DATELINE: Never Told Story?
Emilio Portaluppi. & Charles Joughlin
One of the segments of the recent TV series UnXplained featured the mysterious survival story of Charles Joughlin, the chief baker on the Titanic. It went so far as to suggest that supernatural forces were at work when it came to this man’s miraculous escape from death.
The story of Joughlin was made famous, or infamous, on the movie A Night to Rememberwhen notable character actor George Rose played him for comic relief. When he discovered the ship was sinking, baker Joughlin started drinking heavily and was totally drunk as the ship went under.
He spent his last minutes aboard ship, in his chef’s white smock, throwing objects into the ocean for those in the cold water to hold as buoyant rafts. He himself went into the frigid waters that killed people after ten minutes. Only he did not die.
After a short time in the North Atlantic among chunks of ice, he was pulled aboard the lifeboat of Officer Lighttoller and lived.
How miraculous was that?
Not quite as amazing as the story of Emilio Portaluppi, a second-class passenger who lived in Milford, New Hampshire, and worked there as a stonemason. He too was tossed into the ocean as Titanic sank, and he too survived being in the frigid waters that killed so many so quickly. Yet, his story has not really been told.
What’s the difference?
Perhaps, the key ingredient was nationality: Joughlin could readily speak to journalists and told a tale that bemused even other survivors. Portaluppi was an Italian immigrant who moved to Milford, New Hampshire, likely spoke poor English and returned to a small New England town and lived unobtrusively for years. No movie character ever depicted his intriguing story.
Joughlin was older by eight years, and he was in his mid-30s, married with two children, when he was chief baker on the White Star Lines. Portaluppi had no listed famiy in America. In fact, he was on a holiday in Italy to see his parents when he booked passage on Titanic in France to return to America.
Both men lived years after Titanic became folklore, but Joughlin was British and managed to find his tale in Walter Lord’s famous book, A Night to Remember.Portaluppi, by that time, had left New Hampshire to work in Brooklyn for a contracting company. Though Joughlin died in the 1950s, Portaluppi lived until 1974—and was available to talk to anyone interested in Titanic.
Apparently, he never did. The few news stories about him seem to offer details and dismissive skepticism. He said he was in the water for about two to four hours, and he floated among dead bodies until a rescue vessel came by after dawn and found him. He was one of four still alive in the waters. This superseded Joughlin by many hours!

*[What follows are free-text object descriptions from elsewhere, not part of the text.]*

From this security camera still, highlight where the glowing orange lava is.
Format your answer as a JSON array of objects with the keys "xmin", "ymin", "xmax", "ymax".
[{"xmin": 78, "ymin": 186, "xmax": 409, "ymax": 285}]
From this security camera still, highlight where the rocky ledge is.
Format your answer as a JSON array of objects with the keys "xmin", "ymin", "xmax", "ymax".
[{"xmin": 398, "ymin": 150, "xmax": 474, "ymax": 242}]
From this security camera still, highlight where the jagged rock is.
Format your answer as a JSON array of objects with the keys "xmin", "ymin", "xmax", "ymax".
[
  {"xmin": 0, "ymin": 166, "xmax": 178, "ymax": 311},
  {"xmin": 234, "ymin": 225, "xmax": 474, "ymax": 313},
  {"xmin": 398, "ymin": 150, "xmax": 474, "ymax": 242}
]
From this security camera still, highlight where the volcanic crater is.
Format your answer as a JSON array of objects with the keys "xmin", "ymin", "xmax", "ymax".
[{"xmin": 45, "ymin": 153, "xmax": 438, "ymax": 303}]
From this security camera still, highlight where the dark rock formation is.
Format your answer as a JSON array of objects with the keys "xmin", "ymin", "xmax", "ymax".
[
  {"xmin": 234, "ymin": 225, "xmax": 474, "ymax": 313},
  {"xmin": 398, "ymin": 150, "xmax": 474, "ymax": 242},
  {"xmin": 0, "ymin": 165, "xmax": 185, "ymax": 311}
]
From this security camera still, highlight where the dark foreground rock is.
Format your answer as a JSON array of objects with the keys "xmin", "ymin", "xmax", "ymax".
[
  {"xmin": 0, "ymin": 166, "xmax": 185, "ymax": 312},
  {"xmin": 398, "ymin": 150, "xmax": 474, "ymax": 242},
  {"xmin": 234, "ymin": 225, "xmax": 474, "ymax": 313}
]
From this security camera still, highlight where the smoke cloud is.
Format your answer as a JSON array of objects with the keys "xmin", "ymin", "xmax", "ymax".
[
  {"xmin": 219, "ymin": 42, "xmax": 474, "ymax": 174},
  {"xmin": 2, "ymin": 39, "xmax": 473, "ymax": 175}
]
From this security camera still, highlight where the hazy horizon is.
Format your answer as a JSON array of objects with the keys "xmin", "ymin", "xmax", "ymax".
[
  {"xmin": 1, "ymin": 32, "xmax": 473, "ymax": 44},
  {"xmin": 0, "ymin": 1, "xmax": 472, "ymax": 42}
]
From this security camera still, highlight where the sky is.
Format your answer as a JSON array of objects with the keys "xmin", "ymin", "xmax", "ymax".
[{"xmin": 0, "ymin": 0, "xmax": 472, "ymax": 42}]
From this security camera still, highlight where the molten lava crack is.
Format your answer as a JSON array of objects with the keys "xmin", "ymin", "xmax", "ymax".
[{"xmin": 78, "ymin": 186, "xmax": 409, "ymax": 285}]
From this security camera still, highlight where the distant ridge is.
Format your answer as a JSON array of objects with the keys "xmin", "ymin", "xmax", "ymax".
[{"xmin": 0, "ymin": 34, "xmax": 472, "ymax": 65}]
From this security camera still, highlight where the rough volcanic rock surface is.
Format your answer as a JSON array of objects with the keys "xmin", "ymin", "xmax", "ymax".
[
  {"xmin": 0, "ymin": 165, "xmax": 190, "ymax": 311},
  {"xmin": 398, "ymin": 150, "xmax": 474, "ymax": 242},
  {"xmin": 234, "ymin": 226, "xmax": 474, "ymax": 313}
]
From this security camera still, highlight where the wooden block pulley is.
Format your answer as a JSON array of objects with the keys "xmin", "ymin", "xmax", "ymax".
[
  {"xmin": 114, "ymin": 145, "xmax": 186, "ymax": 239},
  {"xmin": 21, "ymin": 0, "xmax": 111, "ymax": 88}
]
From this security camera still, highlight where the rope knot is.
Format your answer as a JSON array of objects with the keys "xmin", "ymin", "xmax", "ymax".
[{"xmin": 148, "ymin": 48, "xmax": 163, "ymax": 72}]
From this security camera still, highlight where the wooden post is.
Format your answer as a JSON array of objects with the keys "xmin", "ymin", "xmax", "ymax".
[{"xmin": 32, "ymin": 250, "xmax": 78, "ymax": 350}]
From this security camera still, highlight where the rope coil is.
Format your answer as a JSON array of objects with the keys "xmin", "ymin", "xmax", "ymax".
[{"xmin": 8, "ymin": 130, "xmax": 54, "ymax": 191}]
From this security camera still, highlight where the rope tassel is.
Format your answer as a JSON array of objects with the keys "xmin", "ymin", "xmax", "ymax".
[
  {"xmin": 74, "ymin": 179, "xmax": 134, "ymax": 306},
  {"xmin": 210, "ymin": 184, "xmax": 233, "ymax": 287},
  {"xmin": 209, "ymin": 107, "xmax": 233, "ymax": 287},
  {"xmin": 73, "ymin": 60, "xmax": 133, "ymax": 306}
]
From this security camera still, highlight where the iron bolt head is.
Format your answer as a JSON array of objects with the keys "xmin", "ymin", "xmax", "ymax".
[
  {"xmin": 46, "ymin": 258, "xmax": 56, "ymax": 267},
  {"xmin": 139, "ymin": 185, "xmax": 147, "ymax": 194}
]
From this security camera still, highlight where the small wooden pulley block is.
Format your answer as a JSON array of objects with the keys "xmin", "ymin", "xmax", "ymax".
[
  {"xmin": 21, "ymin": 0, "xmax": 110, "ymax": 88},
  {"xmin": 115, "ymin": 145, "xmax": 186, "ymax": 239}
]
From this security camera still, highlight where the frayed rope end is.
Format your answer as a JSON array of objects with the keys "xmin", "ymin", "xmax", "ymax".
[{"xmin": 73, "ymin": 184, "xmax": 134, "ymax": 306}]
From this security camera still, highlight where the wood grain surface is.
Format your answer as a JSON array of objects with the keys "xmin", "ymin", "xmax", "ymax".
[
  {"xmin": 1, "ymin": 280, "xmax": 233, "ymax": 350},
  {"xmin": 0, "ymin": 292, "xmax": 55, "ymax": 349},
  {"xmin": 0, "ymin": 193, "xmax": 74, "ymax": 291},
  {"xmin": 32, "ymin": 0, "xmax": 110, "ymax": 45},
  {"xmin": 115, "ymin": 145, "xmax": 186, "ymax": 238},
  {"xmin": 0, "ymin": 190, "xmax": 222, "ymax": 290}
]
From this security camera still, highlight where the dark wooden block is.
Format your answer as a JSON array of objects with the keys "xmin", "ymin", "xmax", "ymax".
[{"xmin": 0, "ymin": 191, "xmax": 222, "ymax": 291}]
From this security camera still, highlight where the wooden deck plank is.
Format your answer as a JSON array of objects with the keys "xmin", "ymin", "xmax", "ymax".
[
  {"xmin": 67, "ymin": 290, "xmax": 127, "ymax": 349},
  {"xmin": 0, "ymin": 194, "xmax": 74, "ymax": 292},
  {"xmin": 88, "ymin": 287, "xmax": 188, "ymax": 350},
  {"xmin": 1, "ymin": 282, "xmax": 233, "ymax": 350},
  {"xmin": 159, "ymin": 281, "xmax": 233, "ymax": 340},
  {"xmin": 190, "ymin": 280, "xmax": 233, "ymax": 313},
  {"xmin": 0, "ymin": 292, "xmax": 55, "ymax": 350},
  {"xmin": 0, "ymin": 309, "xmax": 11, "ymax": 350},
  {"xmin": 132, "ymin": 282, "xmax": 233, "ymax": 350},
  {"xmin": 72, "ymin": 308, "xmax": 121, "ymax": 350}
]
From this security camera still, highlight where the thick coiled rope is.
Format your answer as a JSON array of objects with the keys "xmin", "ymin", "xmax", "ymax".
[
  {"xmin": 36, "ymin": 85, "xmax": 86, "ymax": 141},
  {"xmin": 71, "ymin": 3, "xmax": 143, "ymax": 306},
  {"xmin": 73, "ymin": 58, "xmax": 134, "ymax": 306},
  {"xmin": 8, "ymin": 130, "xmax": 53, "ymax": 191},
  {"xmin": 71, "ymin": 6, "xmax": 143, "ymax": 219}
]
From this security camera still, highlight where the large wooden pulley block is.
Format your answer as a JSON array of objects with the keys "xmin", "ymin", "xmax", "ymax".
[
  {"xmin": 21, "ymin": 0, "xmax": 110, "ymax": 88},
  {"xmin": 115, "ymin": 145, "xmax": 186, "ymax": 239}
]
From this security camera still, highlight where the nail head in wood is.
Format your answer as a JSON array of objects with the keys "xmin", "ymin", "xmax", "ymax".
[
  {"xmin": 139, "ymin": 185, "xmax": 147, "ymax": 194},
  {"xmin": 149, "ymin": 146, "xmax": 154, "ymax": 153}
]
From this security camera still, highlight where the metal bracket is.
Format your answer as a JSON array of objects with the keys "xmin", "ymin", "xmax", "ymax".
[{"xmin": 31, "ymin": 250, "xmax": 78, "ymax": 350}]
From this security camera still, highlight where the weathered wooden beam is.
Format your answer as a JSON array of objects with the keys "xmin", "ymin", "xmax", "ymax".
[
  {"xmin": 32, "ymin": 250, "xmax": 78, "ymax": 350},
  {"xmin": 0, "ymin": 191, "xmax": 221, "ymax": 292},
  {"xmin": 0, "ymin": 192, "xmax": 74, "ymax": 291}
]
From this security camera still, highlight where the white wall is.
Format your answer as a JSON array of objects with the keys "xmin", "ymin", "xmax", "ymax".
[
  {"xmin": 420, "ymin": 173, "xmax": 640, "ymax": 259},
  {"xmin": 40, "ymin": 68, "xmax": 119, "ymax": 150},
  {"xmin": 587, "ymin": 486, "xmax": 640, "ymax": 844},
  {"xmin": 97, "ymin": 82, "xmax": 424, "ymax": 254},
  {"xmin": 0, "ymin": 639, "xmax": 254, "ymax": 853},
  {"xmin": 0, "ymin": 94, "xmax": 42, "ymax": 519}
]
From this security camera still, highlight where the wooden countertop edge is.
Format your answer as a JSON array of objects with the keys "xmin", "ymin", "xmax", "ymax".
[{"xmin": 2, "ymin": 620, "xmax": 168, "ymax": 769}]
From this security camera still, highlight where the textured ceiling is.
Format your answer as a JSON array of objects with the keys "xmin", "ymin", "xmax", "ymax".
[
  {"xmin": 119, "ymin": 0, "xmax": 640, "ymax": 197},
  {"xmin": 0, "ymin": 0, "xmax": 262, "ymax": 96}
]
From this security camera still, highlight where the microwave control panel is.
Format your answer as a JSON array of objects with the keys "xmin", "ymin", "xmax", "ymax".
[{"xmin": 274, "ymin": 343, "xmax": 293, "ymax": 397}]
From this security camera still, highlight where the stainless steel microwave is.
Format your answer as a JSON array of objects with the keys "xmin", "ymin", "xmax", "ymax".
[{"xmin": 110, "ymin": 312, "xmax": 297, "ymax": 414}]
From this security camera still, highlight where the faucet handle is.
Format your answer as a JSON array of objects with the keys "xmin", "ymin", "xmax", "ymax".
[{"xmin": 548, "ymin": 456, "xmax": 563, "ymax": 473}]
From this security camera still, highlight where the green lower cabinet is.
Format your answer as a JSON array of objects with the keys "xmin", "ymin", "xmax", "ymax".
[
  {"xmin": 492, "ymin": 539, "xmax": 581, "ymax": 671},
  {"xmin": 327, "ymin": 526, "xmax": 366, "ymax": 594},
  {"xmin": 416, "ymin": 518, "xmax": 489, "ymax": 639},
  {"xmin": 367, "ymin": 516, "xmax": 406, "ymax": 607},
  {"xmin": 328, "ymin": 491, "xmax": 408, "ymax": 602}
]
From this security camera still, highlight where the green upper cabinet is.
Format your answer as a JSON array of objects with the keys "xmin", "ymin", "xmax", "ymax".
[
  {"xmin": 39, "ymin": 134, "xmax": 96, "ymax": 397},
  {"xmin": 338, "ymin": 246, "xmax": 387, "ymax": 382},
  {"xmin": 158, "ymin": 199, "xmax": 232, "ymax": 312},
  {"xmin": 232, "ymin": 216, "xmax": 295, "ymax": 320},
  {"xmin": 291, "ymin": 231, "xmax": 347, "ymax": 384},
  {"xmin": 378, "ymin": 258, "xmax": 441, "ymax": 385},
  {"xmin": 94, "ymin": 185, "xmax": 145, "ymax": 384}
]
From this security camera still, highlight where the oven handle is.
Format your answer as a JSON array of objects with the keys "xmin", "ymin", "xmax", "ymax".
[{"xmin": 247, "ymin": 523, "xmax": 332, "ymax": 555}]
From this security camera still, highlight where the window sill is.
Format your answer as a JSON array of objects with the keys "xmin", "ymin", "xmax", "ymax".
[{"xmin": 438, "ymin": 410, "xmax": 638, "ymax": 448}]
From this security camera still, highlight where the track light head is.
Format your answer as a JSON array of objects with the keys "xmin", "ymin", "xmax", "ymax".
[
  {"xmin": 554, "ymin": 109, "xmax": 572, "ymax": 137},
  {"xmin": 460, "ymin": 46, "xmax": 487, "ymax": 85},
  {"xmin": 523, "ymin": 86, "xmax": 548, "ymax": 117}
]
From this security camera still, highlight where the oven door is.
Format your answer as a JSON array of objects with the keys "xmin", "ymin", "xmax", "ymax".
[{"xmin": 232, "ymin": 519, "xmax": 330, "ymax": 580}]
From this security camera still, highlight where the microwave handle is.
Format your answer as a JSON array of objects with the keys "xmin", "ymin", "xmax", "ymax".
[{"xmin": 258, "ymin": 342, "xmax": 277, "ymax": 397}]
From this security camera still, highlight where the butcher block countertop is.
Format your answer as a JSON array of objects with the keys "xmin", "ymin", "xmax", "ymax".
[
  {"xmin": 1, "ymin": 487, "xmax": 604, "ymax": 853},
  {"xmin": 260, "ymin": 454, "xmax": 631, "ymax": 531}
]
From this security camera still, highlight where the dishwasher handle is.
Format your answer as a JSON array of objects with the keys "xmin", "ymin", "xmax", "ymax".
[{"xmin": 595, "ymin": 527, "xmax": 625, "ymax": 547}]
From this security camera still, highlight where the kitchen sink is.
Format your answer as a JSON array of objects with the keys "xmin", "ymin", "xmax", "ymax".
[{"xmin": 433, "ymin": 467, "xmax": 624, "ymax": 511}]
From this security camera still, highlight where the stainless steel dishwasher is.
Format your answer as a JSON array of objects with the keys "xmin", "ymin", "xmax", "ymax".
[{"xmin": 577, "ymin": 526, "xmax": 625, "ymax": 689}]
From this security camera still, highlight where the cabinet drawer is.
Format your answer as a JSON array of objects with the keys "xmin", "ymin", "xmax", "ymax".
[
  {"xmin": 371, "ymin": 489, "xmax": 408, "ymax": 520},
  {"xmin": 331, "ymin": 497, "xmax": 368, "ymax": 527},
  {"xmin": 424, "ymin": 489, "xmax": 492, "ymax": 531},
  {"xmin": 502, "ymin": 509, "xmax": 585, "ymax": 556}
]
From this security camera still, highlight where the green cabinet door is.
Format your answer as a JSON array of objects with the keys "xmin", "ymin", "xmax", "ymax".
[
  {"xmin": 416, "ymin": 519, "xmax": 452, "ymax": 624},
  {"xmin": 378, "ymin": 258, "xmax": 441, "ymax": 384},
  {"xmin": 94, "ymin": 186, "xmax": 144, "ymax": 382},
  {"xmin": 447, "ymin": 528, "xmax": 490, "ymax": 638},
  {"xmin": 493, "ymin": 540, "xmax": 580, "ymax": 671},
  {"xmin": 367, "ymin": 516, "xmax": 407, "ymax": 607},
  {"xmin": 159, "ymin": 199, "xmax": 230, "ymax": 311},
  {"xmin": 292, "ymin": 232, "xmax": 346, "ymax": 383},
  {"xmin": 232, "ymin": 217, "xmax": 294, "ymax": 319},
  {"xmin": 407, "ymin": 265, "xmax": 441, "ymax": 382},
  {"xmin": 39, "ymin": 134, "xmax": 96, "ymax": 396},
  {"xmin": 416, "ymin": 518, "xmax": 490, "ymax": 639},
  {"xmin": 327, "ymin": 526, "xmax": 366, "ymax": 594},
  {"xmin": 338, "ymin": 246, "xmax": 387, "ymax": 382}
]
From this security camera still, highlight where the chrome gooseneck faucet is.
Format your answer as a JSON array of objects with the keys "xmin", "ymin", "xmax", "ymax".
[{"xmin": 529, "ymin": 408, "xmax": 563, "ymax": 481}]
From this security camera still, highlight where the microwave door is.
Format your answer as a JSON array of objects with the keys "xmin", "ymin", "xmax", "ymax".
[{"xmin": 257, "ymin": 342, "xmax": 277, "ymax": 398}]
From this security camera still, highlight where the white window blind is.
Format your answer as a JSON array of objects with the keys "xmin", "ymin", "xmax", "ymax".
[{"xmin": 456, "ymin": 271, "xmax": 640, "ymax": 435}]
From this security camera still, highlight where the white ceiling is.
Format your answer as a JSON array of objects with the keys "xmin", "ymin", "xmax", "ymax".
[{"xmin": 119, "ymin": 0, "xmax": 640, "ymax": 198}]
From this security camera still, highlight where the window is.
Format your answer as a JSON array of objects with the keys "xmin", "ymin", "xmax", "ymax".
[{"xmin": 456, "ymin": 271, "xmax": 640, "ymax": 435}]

How did Portaluppi survive the hypothermia? There are no tales of his drunkenness being the root cause. The officer who led the rescue claimed he never spoke to those whom he saved, and they never spoke to him even after being fished out of the water. No thanks, and no explanations. One could presume they were half-dead, in shock, and perhaps Portaluppi knew little enough English.
Thus, Portaluppi’s tale was truly supernatural, but for over fifty years, he lived quietly, even as films were made and TV specials passed him by. Perhaps he blacked out and did not recall what happened. Perhaps he suffered from post-traumatic syndrome and never wanted to discuss it. He went into a kind of seclusion usually afforded New Yorkers like Greta Garbo. He was in the biggest metropolis of media for 35 years, and when he died, his body was sent to Italy for burial.
You mean no journalist found a story here worth telling?